Because of the open-shell electronic structures, organic radicals have many special properties and can be applied to various fields, such as molecular magnets, spintronics, organic rechargeable batteries, electron paramagnetic resonance imaging and field-effect transistors. Specifically, organic radicals provide an alternative method to overcome the efficiency limitation of organic light-emitting diodes (OLEDs) based on conventional fluorescent organic molecules. They have doublet-spin properties arising from unpaired electronics and can be designed to have rapid emission on nanosecond timescales for exploitation in OLEDs with up to 100% internal quantum efficiency.
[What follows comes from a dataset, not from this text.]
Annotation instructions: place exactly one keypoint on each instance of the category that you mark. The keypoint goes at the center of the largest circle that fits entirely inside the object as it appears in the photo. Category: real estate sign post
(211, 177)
However, luminescent radicals are still rare and often have narrow highest occupied molecular orbital (HOMO)-singly occupied molecular orbital (SOMO) gap, so the luminescent colors are mainly focused on the long wave range of visible light, such as orange and red. It is difficult to obtain luminescent radicals with blue emission. In this work, to further enrich the types of luminescent radicals and broaden the luminescence range of radicals, we design and synthesize novel radical precursors [2a]I and [2b]I by palladium-catalyzed coupling reaction of N-heterocyclic carbenes (NHCs) and 9-(4-iodophenyl)-9H-pyrido[2,3-b]indole, which was characterized by nuclear magnetic resonance spectroscopy, high-resolution electrospray ionization mass spectrometry, and single-crystal X-ray diffractometry analyses. Subsequently, two neutral luminescent radicals 3a and 3b were successfully prepared by single electron reduction using KC8 as a reducing agent. The experimental results show that radicals 3a and 3b have blue emission in tetrahydrofuran solution, and their maximum emission wavelengths are 450 and 428 nm, respectively. In addition, it is found that the fluorescence emission energy of radicals 3a and 3b is much higher than the maximum absorption energy given by the absorption spectrum, indicating an obvious Anti-Kasha emission phenomenon. Theoretical calculations further confirm that the fluorescence originates from the higher energy electronic excited state (D3) rather than the lowest energy-excited state (D1). This work shows that luminescent radicals with blue emission can be constructed by using NHCs as the skeleton unit, which provides a new research idea for the controlled synthesis of stable luminescent radicals.